Inequalities for weighted spaces with variable exponents

TL;DR

This paper extends classical inequalities to weighted variable exponent spaces and demonstrates the boundedness of Riesz potentials between these spaces, advancing harmonic analysis in non-uniform settings.

Contribution

It develops an off-diagonal Fefferman-Stein inequality and proves Riesz potential boundedness on weighted variable exponent Hardy spaces.

Findings

Established off-diagonal Fefferman-Stein inequality for weighted variable exponent spaces.

Proved boundedness of Riesz potential operators between weighted variable Hardy and Lebesgue spaces.

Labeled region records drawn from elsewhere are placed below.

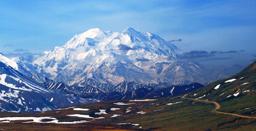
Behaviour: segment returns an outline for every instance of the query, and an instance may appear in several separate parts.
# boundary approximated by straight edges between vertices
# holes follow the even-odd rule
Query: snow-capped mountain
[[[7,58],[1,53],[0,53],[0,62],[9,65],[13,67],[14,69],[18,71],[19,72],[25,74],[27,76],[32,75],[32,73],[28,71],[30,69],[25,67],[24,68],[23,64],[21,62],[16,62],[10,60]]]
[[[194,82],[189,85],[172,86],[162,88],[140,88],[125,93],[116,100],[147,97],[169,97],[187,93],[204,86],[200,84]]]
[[[70,88],[62,82],[51,82],[43,84],[48,90],[59,90],[72,96],[79,96],[81,94],[81,92]]]
[[[49,90],[0,62],[0,111],[34,112],[95,102],[56,90]]]
[[[126,92],[134,91],[140,88],[155,88],[153,87],[147,86],[145,84],[136,83],[132,82],[124,82],[120,83],[114,88],[113,91],[116,92],[125,94]]]
[[[218,77],[218,72],[204,73],[207,68],[198,63],[177,62],[183,53],[149,32],[128,28],[118,33],[95,28],[41,56],[16,60],[30,71],[68,86],[88,79],[116,85],[124,81],[176,85],[206,84],[223,78]]]

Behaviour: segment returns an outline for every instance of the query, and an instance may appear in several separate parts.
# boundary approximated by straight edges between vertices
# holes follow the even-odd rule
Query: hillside
[[[229,78],[192,91],[187,97],[216,101],[218,110],[245,116],[256,115],[256,61]]]
[[[255,62],[234,76],[186,94],[187,97],[220,103],[217,111],[254,118],[213,112],[215,108],[214,104],[181,99],[184,95],[181,95],[171,98],[101,101],[36,114],[1,112],[0,129],[20,131],[81,129],[85,131],[255,130],[256,64]]]

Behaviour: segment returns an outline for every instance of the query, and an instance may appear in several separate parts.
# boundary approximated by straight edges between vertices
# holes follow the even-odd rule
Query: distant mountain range
[[[1,62],[0,67],[0,111],[34,112],[100,101],[48,90]]]
[[[155,88],[143,84],[124,82],[110,90],[97,86],[69,87],[62,82],[50,82],[43,84],[48,89],[54,89],[83,98],[95,98],[102,100],[115,100],[146,97],[169,97],[199,89],[204,86],[198,83],[189,85],[173,86]],[[157,86],[157,85],[156,85]]]
[[[206,84],[227,77],[197,62],[182,62],[183,54],[149,32],[131,28],[121,33],[94,28],[41,55],[13,60],[26,75],[39,75],[69,86],[84,85],[88,80],[115,85],[124,81]]]
[[[121,99],[134,99],[81,104],[43,113],[1,112],[0,125],[3,130],[16,130],[28,127],[32,130],[58,131],[255,130],[256,80],[256,61],[233,76],[201,88],[202,85],[196,83],[155,89],[124,82],[116,86],[121,90],[115,92],[125,92]],[[69,89],[61,83],[50,84]],[[179,91],[176,89],[186,93],[194,88],[198,89],[174,97],[138,98],[168,97]],[[84,93],[93,92],[92,88],[86,89],[82,90]],[[135,90],[128,91],[130,90]],[[109,92],[107,97],[114,97],[114,92]]]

Extended classical harmonic analysis results to more general variable exponent and weighted contexts.

Abstract

In this article we obtain an "off-diagonal" version of the Fefferman-Stein vector-valued maximal inequality on weighted Lebesgue spaces with variable exponents. As an application of this result and the atomic decomposition developed in [12] we prove, for certain exponents $q(\cdot)$ in $\mathcal{P}^{\log}(\mathbb{R}^{n})$ and certain weights $\omega$, that the Riesz potential $I_{\alpha}$, with $0 < \alpha < n$, can be extended to a bounded operator from $H^{p(\cdot)}_{\omega}(\mathbb{R}^{n})$ into $L^{q(\cdot)}_{\omega}(\mathbb{R}^{n})$, for $\frac{1}{p(\cdot)} := \frac{1}{q(\cdot)} + \frac{\alpha}{n}$.